Hydrodynamic and thermal aspects of two-phase flow through porous media

Analytical models proposed for flow regime transition and drag forces allow theoretical predictions of void fractions and pressure gradients as functions of gas and liquid flow velocities. Application of the models in counter-current flow results in a reconciliation of conflicting observations reported by different authors regarding data behavior prior to flooding. Counter-current flooding limits can be predicted theoretically by the present models. The models are also employed to predict flow characteristics in two-dimensional flows through porous media with stratification.;Single phase heat transfer from a body surrounded by a non-heated porous medium is studied experimentally. It is found that permeability of the surrounding porous medium has little influence on single phase heat transfer. Data at low Reynolds number suggest that correlations available in the literature may be deficient. An alternate correlation similar to the Dittus-Boelter equation is obtained.;Experiments are performed to determine boiling heat fluxes from a body embedded in a liquid saturated porous medium under different surface conditions. It is found that an increase in surface roughness results in an increase in boiling heat fluxes. The presence of the non-heated particles results in a slight enhancement in film boiling. The enhancement in film boiling coefficient is found to vary inversely with diameter of the non-heated particles. The presence of particles also results in early nucleation and higher heat fluxes at low superheats. In fully developed nucleate boiling, the dependence of heat flux on superheat becomes weaker in the presence of particles. Maximum heat fluxes are found to increase with increasing diameter of the particles.

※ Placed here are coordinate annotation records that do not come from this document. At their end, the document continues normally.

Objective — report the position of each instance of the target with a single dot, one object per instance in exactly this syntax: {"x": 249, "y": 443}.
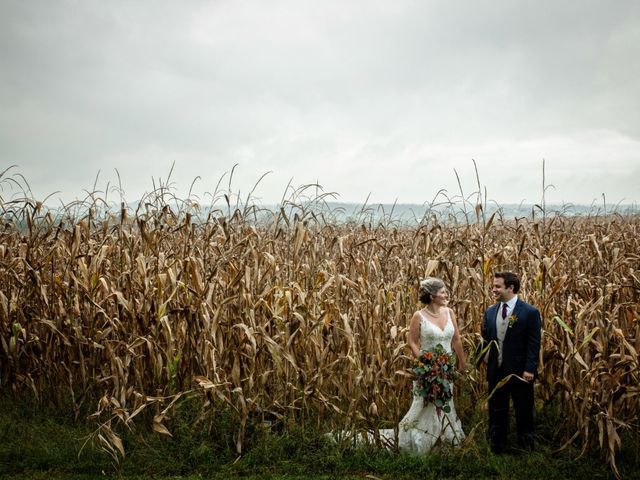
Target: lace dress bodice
{"x": 431, "y": 335}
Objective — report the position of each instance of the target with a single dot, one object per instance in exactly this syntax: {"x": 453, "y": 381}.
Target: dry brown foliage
{"x": 301, "y": 318}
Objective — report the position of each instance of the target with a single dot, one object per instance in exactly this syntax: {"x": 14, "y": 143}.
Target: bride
{"x": 423, "y": 426}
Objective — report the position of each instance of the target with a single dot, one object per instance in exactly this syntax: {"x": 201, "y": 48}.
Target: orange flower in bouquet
{"x": 435, "y": 373}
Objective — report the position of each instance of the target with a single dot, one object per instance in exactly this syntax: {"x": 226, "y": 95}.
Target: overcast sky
{"x": 362, "y": 96}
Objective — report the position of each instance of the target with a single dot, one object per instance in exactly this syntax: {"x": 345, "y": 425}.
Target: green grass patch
{"x": 42, "y": 442}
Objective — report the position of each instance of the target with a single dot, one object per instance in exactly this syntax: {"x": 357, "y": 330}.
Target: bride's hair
{"x": 429, "y": 287}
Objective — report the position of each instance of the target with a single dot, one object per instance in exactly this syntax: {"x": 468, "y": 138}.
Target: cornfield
{"x": 299, "y": 317}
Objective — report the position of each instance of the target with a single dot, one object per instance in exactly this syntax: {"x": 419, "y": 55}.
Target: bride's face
{"x": 441, "y": 298}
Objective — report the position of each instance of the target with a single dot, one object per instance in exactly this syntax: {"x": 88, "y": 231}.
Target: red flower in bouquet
{"x": 435, "y": 373}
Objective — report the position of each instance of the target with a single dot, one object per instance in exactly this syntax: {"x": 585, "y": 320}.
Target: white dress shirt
{"x": 503, "y": 323}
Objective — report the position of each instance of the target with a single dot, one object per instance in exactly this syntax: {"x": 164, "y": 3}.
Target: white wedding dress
{"x": 422, "y": 427}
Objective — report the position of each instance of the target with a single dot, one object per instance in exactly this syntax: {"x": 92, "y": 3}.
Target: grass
{"x": 43, "y": 442}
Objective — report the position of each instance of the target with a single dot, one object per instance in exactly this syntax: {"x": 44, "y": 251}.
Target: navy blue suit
{"x": 520, "y": 353}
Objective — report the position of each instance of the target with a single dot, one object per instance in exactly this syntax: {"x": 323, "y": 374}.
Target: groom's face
{"x": 500, "y": 292}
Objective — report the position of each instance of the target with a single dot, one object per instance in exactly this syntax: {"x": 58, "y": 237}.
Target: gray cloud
{"x": 382, "y": 97}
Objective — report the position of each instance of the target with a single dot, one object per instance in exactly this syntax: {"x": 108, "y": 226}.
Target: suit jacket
{"x": 521, "y": 346}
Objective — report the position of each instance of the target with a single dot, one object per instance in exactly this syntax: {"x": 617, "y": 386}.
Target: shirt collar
{"x": 511, "y": 304}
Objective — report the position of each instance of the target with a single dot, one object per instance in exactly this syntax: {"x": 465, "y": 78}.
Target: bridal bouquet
{"x": 435, "y": 373}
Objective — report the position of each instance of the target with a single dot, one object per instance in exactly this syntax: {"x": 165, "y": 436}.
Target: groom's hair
{"x": 510, "y": 280}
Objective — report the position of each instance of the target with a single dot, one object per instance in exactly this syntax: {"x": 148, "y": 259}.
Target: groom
{"x": 512, "y": 329}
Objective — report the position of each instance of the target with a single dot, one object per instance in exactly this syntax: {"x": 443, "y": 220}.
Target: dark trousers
{"x": 521, "y": 393}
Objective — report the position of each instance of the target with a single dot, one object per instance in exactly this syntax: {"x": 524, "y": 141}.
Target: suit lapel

The limiting mechanism for a partially wetted surface is found to occur at the heating surface. With increasing surface wettability the limiting mechanism is found to be counter-current flooding in the porous medium at small particle diameter. Transient quenching data indicate that surface temperature of the heated body is not necessarily uniform, especially near the maximum heat flux. As such, maximum heat fluxes obtained during quenching may not be representative of steady state values for large bodies with low thermal conductivity.